Here we see that 11 of the 19 coefficient estimates are exactly zero. So the lasso model with \(\lambda\) chosen by cross-validation contains only 8 predictors. Below the plot of these variables according to the importance of their contribution to the baseball player’s Salary.
ggplot(varImp(fit_lasso))
Finally, we calculate the RMSE and \(R^2\) of the lasso model using the test data and compare them with those of ridge regression. The results suggest that the lasso regression is slightly better than the ridge model.
pred3 <- predict(fit_lasso, newdata = test_df)
data.frame(RMSE = RMSE(pred3, test_df$Salary),
Rsquared = R2(pred3, test_df$Salary))
## RMSE Rsquared
## 1 367.2626 0.4126479
Elastic net model combines the properties of ridge and lasso regression. The model can be easily built using the train() function in the caret package, which automatically selects the optimal value of parameters alpha and lambda.

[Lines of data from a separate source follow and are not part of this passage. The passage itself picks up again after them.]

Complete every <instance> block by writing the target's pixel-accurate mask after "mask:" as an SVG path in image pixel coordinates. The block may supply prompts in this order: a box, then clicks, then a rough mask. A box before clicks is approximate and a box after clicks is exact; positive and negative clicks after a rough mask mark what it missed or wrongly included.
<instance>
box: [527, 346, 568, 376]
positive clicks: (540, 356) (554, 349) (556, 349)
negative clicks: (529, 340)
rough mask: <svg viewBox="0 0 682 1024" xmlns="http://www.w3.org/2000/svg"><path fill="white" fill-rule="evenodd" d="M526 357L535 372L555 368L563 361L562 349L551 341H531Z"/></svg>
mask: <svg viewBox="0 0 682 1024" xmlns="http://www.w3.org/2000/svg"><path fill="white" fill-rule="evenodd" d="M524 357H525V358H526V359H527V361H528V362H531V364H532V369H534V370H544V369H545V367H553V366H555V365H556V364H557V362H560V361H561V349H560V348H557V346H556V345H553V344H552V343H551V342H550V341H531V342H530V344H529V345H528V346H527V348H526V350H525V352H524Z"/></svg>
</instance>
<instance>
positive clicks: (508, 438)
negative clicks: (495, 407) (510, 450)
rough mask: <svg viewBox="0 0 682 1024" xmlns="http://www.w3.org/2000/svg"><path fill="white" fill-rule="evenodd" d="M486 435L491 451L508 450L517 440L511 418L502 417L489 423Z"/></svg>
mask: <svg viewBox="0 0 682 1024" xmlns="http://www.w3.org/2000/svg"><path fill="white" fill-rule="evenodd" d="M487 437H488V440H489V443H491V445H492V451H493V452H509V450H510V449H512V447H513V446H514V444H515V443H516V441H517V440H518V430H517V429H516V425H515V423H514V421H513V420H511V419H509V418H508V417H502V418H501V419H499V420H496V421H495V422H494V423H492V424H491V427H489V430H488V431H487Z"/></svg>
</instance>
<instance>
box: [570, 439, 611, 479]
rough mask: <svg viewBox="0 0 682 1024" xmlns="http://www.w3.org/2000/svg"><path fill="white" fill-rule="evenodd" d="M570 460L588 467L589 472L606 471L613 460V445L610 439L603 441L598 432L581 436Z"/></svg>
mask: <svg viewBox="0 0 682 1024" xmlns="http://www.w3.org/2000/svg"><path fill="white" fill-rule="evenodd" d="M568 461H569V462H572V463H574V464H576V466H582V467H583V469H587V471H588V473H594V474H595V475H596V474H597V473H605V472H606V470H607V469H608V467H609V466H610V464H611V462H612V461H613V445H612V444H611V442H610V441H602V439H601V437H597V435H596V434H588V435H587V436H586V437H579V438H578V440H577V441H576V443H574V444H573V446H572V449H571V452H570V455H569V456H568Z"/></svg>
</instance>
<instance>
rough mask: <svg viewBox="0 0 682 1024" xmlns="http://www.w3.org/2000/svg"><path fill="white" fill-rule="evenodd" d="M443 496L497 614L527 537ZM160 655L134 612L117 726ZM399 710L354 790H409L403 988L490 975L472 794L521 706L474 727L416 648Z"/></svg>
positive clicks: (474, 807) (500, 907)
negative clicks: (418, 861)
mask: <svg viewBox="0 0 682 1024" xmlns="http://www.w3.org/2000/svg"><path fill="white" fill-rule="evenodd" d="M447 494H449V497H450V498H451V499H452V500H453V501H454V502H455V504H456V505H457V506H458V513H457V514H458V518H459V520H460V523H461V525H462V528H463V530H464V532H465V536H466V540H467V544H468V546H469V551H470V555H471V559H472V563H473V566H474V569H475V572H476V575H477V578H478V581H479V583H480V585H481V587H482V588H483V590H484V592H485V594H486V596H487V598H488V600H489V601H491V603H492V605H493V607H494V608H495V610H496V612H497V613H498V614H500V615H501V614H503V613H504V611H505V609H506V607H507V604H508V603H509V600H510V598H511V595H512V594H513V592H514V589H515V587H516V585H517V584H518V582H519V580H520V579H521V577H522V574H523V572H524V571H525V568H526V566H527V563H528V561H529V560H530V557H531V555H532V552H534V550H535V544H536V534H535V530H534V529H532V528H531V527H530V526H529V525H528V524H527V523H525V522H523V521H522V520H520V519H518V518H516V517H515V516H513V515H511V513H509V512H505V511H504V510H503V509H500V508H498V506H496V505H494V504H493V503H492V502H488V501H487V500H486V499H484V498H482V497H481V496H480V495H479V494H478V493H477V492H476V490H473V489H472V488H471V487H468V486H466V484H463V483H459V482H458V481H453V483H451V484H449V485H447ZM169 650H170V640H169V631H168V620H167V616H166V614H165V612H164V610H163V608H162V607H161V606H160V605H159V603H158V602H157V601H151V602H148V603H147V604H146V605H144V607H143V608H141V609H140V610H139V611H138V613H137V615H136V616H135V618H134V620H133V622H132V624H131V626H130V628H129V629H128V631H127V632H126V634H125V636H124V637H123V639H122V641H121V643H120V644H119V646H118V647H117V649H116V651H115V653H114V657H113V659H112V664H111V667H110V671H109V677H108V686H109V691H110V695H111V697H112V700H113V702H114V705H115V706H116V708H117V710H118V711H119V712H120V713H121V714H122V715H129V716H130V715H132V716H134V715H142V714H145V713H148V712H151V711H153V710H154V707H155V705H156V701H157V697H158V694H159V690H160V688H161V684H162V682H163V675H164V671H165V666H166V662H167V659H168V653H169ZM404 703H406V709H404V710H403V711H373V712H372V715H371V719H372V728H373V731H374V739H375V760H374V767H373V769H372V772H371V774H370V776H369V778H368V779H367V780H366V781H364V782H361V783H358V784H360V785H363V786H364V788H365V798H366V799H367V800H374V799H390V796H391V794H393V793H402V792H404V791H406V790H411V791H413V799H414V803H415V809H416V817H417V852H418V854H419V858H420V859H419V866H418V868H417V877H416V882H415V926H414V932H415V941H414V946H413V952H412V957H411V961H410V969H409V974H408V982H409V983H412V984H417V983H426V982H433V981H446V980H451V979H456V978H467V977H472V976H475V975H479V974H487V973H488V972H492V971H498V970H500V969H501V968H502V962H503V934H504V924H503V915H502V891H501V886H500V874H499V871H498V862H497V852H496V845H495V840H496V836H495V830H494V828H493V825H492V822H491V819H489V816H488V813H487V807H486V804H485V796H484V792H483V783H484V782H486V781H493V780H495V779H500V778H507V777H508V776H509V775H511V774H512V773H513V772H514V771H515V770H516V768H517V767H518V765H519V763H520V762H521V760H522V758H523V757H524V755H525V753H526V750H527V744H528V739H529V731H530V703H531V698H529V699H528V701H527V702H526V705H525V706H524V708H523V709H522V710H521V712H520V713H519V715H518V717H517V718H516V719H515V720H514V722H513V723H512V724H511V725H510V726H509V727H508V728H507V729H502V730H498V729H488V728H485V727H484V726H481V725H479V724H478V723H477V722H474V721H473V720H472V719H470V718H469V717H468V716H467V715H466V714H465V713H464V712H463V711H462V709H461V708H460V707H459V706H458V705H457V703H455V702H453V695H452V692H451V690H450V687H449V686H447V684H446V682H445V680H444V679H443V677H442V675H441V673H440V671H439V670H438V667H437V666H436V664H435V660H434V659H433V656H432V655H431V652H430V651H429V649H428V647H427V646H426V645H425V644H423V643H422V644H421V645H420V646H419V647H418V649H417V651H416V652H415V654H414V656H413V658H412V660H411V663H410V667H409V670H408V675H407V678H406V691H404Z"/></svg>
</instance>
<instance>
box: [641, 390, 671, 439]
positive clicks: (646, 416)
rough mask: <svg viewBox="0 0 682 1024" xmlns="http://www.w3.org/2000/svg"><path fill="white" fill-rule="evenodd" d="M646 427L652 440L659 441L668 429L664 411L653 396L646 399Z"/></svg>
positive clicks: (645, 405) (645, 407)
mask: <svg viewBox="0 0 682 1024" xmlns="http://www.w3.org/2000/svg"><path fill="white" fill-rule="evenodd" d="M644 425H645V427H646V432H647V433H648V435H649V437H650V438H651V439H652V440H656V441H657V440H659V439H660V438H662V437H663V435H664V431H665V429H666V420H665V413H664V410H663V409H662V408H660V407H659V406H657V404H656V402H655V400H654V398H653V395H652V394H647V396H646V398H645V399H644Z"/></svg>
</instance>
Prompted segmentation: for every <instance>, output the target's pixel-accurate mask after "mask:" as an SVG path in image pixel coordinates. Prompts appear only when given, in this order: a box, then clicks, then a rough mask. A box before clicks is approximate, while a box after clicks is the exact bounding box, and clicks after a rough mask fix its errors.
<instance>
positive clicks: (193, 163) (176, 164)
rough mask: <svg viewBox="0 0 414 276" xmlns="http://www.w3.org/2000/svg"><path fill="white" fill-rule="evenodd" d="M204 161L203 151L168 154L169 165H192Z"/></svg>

We use the argument tuneLength = 10 , which specifies that 10 different combinations of values for alpha and lambda are to be tested.
# Train the lasso model
fit_elastic.net <- train(Salary ~ .,
data = train_df,
preProcess = c("center", "scale"),
method = "glmnet",
tuneLength = 10,
trControl = ctr)
The best values of \(\alpha\) and \(\lambda\) obtained from the 10-fold cross-validation method are
fit_elastic.net$bestTune
## alpha lambda
## 8 0.1 42.32331
As we did in the ridge and lasso models, we can calculate the RMSE and R-squared values for the elastic net regression model on the test data using the following code:
pred4 <- predict(fit_elastic.net, newdata = test_df)
data.frame(RMSE = RMSE(pred4, test_df$Salary),
Rsquared = R2(pred4, test_df$Salary))
## RMSE Rsquared
## 1 370.3724 0.4174883